Niente di meglio, allora, che cercare di recuperare un po’ di buoni sentimenti con battute leggere, comprensibili anche a chi non aveva neppure visto i banchi di scuola, troppo occupato per anni a schivare bombe o a tirare a campare. Che fossero tutti uomini a travestirsi da donna sul palcoscenico fu un’idea del geniale Felice Musazzi, che pensò bene di recuperare bande di amici sacrificati all’oratorio, unico luogo di svago e aggregazione, specie in provincia. Gli attori della Compagnia dei Legnanesi non avevano potuto frequentare scuole di teatro eppure riuscirono a mettere insieme elementi di satira e autoironia tali da produrre un’irresistibile comicità. Felice Musazzi impersonò per anni il ruolo della mitica Teresa, oggi sul palco grazie ad Antonio Provasio, mentre la figlia Mabilia era interpretata dal bel Barlocco Antonio, che fece strage di cuori per decenni.

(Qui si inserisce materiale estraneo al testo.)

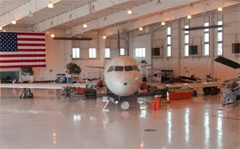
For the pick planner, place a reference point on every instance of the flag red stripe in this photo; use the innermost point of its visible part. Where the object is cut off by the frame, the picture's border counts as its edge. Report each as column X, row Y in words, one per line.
column 36, row 44
column 30, row 53
column 32, row 50
column 35, row 34
column 20, row 61
column 23, row 55
column 22, row 66
column 32, row 39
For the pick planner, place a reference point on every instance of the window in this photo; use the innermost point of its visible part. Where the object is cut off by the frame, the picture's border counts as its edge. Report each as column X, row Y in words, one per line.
column 118, row 68
column 140, row 52
column 128, row 68
column 92, row 53
column 75, row 52
column 107, row 53
column 169, row 42
column 122, row 51
column 206, row 39
column 220, row 39
column 186, row 41
column 110, row 69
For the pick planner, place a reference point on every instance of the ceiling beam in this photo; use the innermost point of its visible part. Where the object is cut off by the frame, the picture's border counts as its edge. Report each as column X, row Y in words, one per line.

Oggi la Mabilia è interpretata al San Babila da Enrico Dalceri. Uno dei pochi maschi in scena, vestito da uomo, è il marito di Teresa, Giovanni, oggi Luigi Campis. Anche il testo ha subito delle modifiche, ritenute suppongo utili a modernizzare o attualizzare la storia ma, a mio avviso, gli originali sono sempre meglio. Resta una serata da cui si esce a metà tra l’allegria e una certa nostalgia di qualcosa che non ci sarà mai più, ma che era sicuramente bello. Eppure forse no, chi può dirlo? Intanto ci si diverte e si ammirano quantità di costumi sorprendenti e scene da mozzafiato. Il palco del San Babila sembra un po’ piccolo, dopo aver visto i Legnanesi sul grande proscenio dello Smeraldo, ma gli attori si adattano e così fanno gli spettatori, soddisfatti di farsi qualche risata senza troppi problemi e rispolverando un po’ di autentico dialetto.